For the an other question in post #16: the "anywhere" and "anywhere" are the source and destination addresses. But as said earlier, that is not the whole truth; run with "iptables -v -L" to see more comprehensive listing (and "iptables -t nat -v -L").
For post #18:
ok, now I know how you have connected your cables. What I don't know, is why. Well, I do know that you are figuring out a problem in some other configuration, but I don't get the more concrete target.
As I tried to distinguish in post #6 (by using two concrete cases plus an open case "c"), the forwarding might mean many things. Forwarding can happen in ethernet level, routing level or protocol level and most of these can be done either with or without modifying actual "envelopes" of packages.
Back to the network description:
So, you have now in test setting #1:
Internet <- ->
{Some external IP} [cable router] {Internal IP 192.168.100.something}
<- subnet (A) 192.168.100.0/24, carried in a switch I ->*
*(A) {192.168.100.5/eth0} [linux box] {200.0.0.250/eth1} <- subnet (B) 200.0.0.0/24 carried in a same switch I -> (B) {200.0.0.254} [mail server]
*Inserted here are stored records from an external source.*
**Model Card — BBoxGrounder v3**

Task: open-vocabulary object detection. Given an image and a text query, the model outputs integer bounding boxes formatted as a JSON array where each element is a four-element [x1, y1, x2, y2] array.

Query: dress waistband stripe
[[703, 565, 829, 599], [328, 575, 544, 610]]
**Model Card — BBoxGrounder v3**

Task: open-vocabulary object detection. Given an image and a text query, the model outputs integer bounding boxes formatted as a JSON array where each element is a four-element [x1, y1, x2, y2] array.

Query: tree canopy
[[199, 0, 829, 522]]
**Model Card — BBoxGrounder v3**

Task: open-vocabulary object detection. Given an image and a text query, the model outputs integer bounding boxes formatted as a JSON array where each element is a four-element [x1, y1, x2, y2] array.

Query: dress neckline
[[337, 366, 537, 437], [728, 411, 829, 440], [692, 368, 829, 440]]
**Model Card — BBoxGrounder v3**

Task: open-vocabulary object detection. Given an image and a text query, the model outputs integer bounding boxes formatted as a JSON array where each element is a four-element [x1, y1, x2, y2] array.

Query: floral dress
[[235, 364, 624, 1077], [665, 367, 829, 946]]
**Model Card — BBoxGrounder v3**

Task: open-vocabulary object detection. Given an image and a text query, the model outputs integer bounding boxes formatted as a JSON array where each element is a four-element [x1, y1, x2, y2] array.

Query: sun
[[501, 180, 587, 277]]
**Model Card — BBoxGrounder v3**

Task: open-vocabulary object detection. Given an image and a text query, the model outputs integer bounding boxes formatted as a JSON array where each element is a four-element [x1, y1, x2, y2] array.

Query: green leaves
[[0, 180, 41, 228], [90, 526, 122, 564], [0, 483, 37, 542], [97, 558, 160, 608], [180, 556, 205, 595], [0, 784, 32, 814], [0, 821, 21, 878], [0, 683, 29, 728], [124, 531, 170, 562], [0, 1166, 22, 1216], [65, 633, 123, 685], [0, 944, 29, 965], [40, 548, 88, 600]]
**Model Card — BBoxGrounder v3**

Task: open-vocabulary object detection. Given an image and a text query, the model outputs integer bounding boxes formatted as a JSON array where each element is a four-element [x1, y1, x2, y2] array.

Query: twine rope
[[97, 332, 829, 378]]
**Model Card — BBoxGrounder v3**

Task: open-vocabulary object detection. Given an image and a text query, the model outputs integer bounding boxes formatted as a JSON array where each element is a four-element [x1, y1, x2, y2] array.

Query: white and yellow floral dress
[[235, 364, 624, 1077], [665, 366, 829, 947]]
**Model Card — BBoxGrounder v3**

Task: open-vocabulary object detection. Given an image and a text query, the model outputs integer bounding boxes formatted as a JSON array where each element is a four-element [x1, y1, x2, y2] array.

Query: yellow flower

*(A) {192.168.100.7} [test machine]
Are the following claims true:
1. You are allowed to set the test machine to have any settings you might ever want.
2. You are allowed to set the linux box to have any settings you might ever want.
3. You are allowed to set the mailserver to have any settings you might ever want.
About the objectives, what do you want to happen in following cases when you write:
a) testbox# telnet 192.168.100.5 25
b) testbox# telnet 192.168.100.7 25
c) testbox# telnet
www.linuxquestions.org 25
(or any other arbitrary netsite)
d) testbox# telnet
www.linuxquestions.org 80
(or any other arbitrary netsite)
e) testbox# telnet 200.0.0.0 25
f) linuxbox# telnet 200.0.0.0 25
g) Are these relevant questions at all? Are you trying to archive something else?
Some more general remarks.
* There is normally not much sense in connecting two nics to the same switch. It might be useful is some cases, though, eg. when your switch supports ethernet bonging/channeling so you can get double throughput, but only partially useful on routing.
* Why do you want to put the mailserver into it's own subnet in the first place? Wouldn't it be
so much easier to just let the mailserver be one of the citizens (like 192.168.100.27) and setup others in the lan to use it as their mailserver. No routing, no address translation, no fuss at all.